O Prêmio Nobel da Paz de 1980, Adolfo Pérez
Esquivel, cobra das
Nações Unidas um papel mais firme na luta por
um mundo mais pacífico
"O mundo não sabe
onde está sua casa", diz Luca, três anos,
enquanto olha um mapa, ou poderia estar olhando um jornal,
diz Eduardo Galeano. Teríamos que nos questionar e
contestar a inquietude do menino, se realmente sabemos "onde
está nossa casa", porque é lá que
estão destruindo as coisas em nome da soberba do poder
e da intolerância. No dia 11 de setembro, o mundo se
sentiu sacudido e indefeso pelos atentados terroristas em
Nova York e Washington. Os fundamentalistas buscaram justificativas
para a violência, alguns declararam uma "guerra
santa", outros afirmaram que se tratava de uma "guerra
do bem contra o mal", disseram "ou estão
do nosso lado ou estão com os terroristas", uma
nova cruzada imporia a "justiça infinita".
O império norte-americano
se tornou vulnerável, o medo se disseminou pelas ruas
e cidades. Muitos não entenderam a agressão.

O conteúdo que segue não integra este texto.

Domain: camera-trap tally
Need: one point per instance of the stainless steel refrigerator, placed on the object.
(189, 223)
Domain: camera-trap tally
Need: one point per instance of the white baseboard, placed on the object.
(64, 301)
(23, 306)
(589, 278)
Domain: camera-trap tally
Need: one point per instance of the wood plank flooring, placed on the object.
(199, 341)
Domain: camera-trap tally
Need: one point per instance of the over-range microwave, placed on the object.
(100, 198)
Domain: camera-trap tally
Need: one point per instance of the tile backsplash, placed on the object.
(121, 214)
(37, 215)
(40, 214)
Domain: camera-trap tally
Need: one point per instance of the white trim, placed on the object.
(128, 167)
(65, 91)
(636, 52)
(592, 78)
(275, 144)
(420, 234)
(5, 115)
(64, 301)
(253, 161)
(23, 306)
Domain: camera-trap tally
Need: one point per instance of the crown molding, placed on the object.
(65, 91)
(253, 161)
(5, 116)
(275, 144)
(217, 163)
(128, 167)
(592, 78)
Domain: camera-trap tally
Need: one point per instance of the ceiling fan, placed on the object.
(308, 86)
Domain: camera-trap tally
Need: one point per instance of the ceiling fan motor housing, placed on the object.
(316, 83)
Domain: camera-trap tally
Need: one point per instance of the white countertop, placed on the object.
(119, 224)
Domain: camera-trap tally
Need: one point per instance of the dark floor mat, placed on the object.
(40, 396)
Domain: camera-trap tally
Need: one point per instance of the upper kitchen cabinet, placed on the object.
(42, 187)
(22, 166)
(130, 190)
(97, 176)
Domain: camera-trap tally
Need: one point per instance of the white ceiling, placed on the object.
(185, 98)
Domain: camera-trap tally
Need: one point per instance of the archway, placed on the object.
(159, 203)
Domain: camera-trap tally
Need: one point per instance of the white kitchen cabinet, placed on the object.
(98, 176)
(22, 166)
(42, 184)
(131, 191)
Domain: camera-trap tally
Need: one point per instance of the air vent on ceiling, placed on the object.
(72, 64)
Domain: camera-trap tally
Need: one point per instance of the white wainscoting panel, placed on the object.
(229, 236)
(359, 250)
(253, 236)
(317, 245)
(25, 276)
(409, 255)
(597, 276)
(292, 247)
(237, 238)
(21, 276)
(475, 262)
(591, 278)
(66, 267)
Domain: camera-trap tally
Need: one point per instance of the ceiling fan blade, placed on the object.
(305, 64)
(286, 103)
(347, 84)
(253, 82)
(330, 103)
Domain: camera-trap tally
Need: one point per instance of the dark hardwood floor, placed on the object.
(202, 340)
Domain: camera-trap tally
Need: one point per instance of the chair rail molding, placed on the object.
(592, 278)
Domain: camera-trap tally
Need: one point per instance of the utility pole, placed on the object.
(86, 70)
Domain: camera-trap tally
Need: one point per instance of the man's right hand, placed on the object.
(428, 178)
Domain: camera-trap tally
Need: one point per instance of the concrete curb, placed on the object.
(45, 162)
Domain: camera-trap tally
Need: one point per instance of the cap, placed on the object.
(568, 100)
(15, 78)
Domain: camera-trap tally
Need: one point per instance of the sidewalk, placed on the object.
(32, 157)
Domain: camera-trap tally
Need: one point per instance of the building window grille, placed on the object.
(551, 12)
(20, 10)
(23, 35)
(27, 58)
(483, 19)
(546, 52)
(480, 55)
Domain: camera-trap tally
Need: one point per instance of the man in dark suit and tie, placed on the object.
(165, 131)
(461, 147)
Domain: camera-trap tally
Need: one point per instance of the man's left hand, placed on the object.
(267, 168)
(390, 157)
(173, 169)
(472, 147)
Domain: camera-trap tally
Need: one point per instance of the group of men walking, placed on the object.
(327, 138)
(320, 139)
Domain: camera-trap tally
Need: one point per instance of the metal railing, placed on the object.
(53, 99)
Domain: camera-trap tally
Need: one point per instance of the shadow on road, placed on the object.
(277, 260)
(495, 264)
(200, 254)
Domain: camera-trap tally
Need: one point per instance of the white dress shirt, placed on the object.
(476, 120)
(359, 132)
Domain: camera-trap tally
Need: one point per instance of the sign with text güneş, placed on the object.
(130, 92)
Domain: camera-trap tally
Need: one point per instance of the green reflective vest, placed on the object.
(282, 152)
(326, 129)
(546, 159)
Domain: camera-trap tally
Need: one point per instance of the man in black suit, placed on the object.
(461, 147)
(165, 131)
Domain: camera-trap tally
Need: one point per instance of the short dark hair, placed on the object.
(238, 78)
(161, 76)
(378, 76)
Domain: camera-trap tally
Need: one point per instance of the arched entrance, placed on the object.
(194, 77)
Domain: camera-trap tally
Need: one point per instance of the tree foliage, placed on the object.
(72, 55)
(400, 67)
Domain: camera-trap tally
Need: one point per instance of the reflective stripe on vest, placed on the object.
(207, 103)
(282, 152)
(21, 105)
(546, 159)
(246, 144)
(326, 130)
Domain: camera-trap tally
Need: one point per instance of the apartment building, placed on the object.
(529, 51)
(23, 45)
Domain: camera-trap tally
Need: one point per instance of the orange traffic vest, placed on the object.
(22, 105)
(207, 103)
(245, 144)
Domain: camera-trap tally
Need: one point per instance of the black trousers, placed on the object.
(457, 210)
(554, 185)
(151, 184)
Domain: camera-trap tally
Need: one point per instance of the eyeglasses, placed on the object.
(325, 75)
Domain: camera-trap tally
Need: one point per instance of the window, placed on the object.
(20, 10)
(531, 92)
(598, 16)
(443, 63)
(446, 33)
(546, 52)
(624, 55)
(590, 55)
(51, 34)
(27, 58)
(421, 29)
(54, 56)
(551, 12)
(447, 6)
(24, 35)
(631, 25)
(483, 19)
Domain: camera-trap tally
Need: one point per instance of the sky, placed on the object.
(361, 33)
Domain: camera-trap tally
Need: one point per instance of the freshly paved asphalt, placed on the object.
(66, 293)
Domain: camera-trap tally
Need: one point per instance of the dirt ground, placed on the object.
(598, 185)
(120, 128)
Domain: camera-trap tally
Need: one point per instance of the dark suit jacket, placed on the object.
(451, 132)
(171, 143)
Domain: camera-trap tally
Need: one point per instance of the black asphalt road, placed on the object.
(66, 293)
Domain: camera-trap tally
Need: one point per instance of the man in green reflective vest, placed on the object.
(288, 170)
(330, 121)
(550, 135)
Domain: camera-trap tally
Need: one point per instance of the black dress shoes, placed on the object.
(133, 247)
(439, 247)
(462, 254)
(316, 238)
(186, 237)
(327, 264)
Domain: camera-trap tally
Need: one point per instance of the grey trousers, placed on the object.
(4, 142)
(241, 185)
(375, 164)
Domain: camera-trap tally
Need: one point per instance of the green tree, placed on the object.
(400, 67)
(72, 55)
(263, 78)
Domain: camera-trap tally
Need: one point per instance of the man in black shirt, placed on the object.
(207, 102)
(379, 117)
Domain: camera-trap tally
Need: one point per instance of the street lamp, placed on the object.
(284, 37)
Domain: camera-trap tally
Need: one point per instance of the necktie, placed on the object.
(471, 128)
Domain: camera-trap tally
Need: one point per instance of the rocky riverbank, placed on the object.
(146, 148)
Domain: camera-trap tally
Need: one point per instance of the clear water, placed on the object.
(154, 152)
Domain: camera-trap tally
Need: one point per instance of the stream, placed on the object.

Ignoravam a política internacional de sucessivos governos
dos Estados Unidos, as guerras e os conflitos que se desenrolavam
em outras partes do mundo. A surpresa e a indignação
se refletiam nos rostos e nas atitudes da população,
no medo dos muçulmanos e dos imigrantes de diversos
países. O atentado tivera como vítimas milhares
de pessoas inocentes de 82 países.
Chegou-se a um ponto de inflexão nas relações
internacionais. As Nações Unidas foram excluídas
do campo das decisões. Só atinaram em apoiar
as iniciativas dos Estados Unidos.
Os meios de comunicação
pareciam sofrer a psicose da guerra. Não existia outro
caminho. Era preciso agir e responder ao terrorismo com mais
terrorismo, colocando em funcionamento a grande máquina
bélica, exibindo o poder da grande potência e
de seu principal aliado, a Grã-Bretanha.
Rapidamente conseguiram impor
o "pensamento único", a suspensão
das consciências, o inevitável, a guerra como
único caminho. Qualquer outra alternativa simplesmente
não contava. A paz era uma utopia irrealizável.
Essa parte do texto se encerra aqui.